Their primary method is social engineering targeting crypto company employees, not individuals. They spend weeks or months building rapport with development team members through LinkedIn, Telegram, and Discord before deploying malware via fake job opportunities, infected documents, or compromised development tools.

For individual holders, Lazarus Group is largely not your threat. They target company treasury wallets, exchange infrastructure, and protocol deployment keys - not retail accounts. The relevant lesson is systemic: if you hold assets with any company in the crypto space, that company is a target of well-resourced, patient adversaries. The Bybit attack is the evidence. Counterparty risk at the institutional level is real, which is the argument for self-custody at scale.

Social Engineering Case Studies

Four named incidents, dissected step by step. The point is not to memorize the names. It is to recognize the pattern: in every case, the keys themselves stayed where they were supposed to. The attacker compromised the workflow around the keys. Three of the four cases below also feature signers who used hardware wallets, followed established review procedures, and still lost the funds.

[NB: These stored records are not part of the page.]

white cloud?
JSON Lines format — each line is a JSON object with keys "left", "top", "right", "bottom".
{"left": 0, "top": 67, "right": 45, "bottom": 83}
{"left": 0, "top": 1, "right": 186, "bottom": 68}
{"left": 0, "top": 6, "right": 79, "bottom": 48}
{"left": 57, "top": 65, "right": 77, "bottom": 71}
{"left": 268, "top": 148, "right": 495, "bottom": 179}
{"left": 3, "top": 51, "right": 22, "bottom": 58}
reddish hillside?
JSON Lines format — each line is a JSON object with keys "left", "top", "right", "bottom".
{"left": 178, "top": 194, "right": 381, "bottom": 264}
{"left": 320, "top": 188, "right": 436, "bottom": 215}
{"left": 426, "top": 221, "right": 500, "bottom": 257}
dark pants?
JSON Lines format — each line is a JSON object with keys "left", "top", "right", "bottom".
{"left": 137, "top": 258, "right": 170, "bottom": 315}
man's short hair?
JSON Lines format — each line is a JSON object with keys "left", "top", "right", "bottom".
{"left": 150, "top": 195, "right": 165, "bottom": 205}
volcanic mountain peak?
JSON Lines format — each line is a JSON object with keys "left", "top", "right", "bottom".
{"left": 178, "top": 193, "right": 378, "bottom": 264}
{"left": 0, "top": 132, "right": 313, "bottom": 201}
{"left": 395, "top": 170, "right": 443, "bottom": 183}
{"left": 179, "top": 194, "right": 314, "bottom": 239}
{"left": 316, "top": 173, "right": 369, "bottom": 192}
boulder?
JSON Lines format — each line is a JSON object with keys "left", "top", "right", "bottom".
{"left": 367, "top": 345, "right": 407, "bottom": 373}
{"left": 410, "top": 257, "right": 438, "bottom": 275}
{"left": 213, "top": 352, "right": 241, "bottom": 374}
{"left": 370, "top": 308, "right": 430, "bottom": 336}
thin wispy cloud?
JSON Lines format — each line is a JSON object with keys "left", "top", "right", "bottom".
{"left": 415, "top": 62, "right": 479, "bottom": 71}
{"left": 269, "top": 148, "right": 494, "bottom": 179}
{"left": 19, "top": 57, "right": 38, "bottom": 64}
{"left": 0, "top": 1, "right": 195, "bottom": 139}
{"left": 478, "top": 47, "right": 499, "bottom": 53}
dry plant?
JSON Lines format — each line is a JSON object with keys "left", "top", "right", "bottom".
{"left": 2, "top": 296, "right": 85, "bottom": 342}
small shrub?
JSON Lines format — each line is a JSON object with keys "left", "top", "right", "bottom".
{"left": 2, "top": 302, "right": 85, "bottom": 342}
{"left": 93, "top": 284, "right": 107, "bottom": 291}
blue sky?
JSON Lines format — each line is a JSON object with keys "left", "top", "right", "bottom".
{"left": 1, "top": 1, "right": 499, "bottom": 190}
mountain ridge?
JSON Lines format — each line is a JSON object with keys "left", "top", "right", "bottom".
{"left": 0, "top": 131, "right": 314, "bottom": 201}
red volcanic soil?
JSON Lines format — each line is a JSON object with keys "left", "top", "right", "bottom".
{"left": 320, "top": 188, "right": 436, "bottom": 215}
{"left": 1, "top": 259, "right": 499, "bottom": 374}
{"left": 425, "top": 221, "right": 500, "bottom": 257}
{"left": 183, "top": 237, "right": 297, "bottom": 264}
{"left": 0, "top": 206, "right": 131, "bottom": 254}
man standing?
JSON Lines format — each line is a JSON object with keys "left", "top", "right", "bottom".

The pattern across all four

Cases 1 through 3 are institutional. Case 4 is retail. They share one mechanic: a long, patient build-up of trust or context that is entirely orthogonal to the technical control being attacked. Ronin and Radiant compromised developer machines through human contact before any code was touched. Bybit compromised a third-party build pipeline before any signature was requested. Pig butchering compromises the victim's trust before any deposit is made. The technical attack at the end is short. The setup is always months.

For an institutional signer, the defenses are: decoded-transaction signing on the hardware device (so the bytes you sign are the bytes you see), independent verification of every signing UI, periodic revocation of dormant cross-organization permissions, and out-of-band confirmation that the human asking you to sign is the human you think it is. For a retail user, the defenses are simpler and harder: every unsolicited message that becomes about money is the start of a scam, every platform you reach through a stranger is fake, and any service that asks you to pay before withdrawing is taking the fee and disappearing.